Dédié à Michel, « qui ne voulait pas se battre pour rien », c’est-à-dire aux mourants anonymes, cet ouvrage, salutaire, audacieux et bien conçu prend corps grâce à un collectif d’auteurs engagés dans une clinique, envers et contre tout, vivante de par sa créativité. L’introduction de Jérôme Alric donne l’orientation suivante : « seule une analyse en termes de Pulsion de vie / Pulsion de mort – arrimée à l’hypothèse de l’inconscient – permettra d’éclairer un tant soit peu les attitudes complexes du sujet en fin de vie ; que ce soit le sujet malade bien entendu, mais aussi le sujet qui le soigne tout comme le sujet qui l’écoute et l’accompagne. »

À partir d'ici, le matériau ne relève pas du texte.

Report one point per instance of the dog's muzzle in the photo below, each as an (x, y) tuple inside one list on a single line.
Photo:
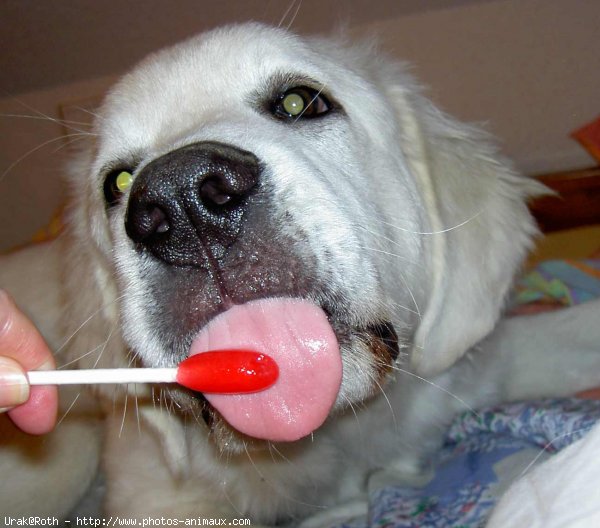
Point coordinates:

Cet examen minutieux, sur différentes coutures, réunit médecins, psychologues, chercheurs, certains étant aussi psychanalystes, qui questionnent leur pratique clinique en cancérologie et/ou en soins palliatifs.
Dans « La médecine et l’exclusion du sujet en trois dimensions », Olivier Maillé aborde en connaissance de cause la complexité pour la clinique actuelle de la désubjectivation autant du malade que du médecin au cœur d’une relation qui de toute évidence ne peut pas fonctionner de sujet à sujet et cela rend la rencontre impossible. Au quotidien d’un service de soins palliatifs, l’organe atteint ou le nom de la maladie s’impose dans les échanges en écrasant toute subjectivité. O. Maillé parle tout de même d’un duo pulsionnel inséparable entre médecin et malade, situation qui implique à déduire une sorte de ruse indispensable : « pour empêcher le patient de mourir, le médecin liquide la mortalité – fait d’être mortel et spécificité commune à tout ce qui vit – de son semblable en le désubjectivant. »[1] L’âme poète de cet auteur cherche à saisir une vérité à « redire le mystère » dans le regard d’Orphée tourné en arrière, malgré l’avertissement. Ce regard de trop qui tue Eurydice est interprété à juste titre comme une force de déliaison, elle supplante l’élan d’amour ayant permis à Orphée de réaliser l’impossible. O. Maillé laisse la question ouverte : « Peut-être la pulsion de mort s’est-elle libérée dans la douleur, comme pour atteindre le soulagement complet de ne plus jamais avoir à vivre la mortalité ? »[2]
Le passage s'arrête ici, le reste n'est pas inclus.